Sento delle mani che mi toccano con insistenza, sento una pressione esercitata con il pollice sul mio polso, mi sta sentendo i battiti? vorrei dirgli che sono viva ma non ho le forze di aprire gli occhi, poi l'uomo posa una mano sulla mia testa. 

<Mi sente? se riesce a sentirmi, prova a muovere un dito> l'uomo scandisce parola per parola cautamente con tono deciso, capisco che sta provando a comunicare con me.

Mi sforzo con tutto la forza che possiedo per muovere le dita ma non riesco, mi viene da piangere.  Una riga di lacrima mi bagna il viso, sto piangendo?

<Ok ci sente> dice l'uomo dopo avermi asciugato con il dito la lacrima che mi stava accarezzando il viso.

<Non si preoccupi signorina, la portiamo al pronto soccorso è in buone mani non pianga, andrà tutto bene> la voce di quell'uomo la inizio a sentire sempre più lontano e dopo poco cado in un sonno profondo.

                                                                            ***


L'odore di disinfettante mi sovrastò e mi fece arricciare il naso in una smorfia di disgusto.

Sbattei più volte le palpebre e dopo poco riuscii finalmente ad aprire gli occhi, la luce della finestra mi abbagliò la vista e feci difficoltà a mettere a fuoco definitivamente la stanza in cui mi trovai.

Ero in ospedale, ne ebbi la certezza quando davanti a me passò un infermiera, avrà avuto più o meno l'età di mia madre, mi sorrise amorevolmente e mi accarezzò il viso, corrugai la fronte per quel gesto non apprezzato, odio il contatto umano con qualsiasi persona, figuriamoci con una sconosciuta.

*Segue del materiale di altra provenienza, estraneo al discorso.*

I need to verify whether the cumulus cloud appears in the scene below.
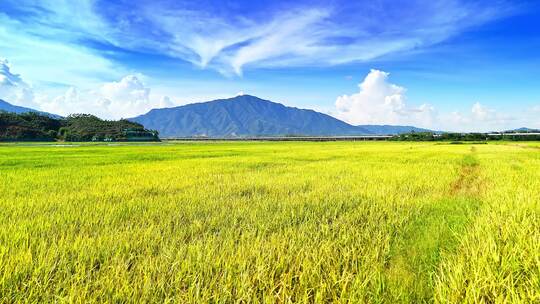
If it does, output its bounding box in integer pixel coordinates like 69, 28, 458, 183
34, 75, 178, 119
336, 70, 436, 127
0, 58, 34, 106
330, 70, 540, 132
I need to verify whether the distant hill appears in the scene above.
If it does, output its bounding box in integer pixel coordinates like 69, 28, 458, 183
0, 111, 159, 142
0, 99, 61, 118
130, 95, 428, 137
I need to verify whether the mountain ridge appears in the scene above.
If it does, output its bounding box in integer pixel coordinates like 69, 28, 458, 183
130, 95, 430, 137
0, 99, 62, 118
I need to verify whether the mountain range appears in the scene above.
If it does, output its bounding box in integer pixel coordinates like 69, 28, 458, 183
0, 95, 429, 137
130, 95, 429, 137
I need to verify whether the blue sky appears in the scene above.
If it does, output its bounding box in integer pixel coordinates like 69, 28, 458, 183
0, 0, 540, 130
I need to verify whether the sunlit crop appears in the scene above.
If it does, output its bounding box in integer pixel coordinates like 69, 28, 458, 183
0, 142, 540, 303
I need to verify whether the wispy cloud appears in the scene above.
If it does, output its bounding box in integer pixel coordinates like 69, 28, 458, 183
0, 0, 512, 75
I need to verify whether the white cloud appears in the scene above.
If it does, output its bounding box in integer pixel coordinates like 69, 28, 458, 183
335, 70, 436, 127
329, 70, 540, 132
53, 0, 510, 75
471, 102, 495, 121
40, 75, 174, 119
0, 58, 34, 106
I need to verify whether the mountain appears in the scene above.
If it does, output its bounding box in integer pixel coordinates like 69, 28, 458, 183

Lei sembrò averlo percepito e sorrise spostando la mano sul mio braccio.

Abbassai lo sguardo sulla sua mano e vidi tanti tubicini attaccati al mio braccio.

<Buongiorno signorina Smith, è in ospedale ha avuto un brutto incidente in moto, le sto facendo una flebo di paracetamolo per non sentire dolore, ma per fortuna oltre che aver preso un brutta botta e qualche escoriazione non ha nulla di grave oggi stesso la dimettiamo> sorrise e mi soffermai a guardarla con più accuratezza, aveva il viso stanco, le occhiaie nere facevano da sfondo al colore del suoi occhi azzurro cielo e per un attimo provai compassione e gratitudine per il lavoro duro che svolgeva, poi scossi  subito la testa per scacciare via quel pensiero, deglutendo e provai a parlare.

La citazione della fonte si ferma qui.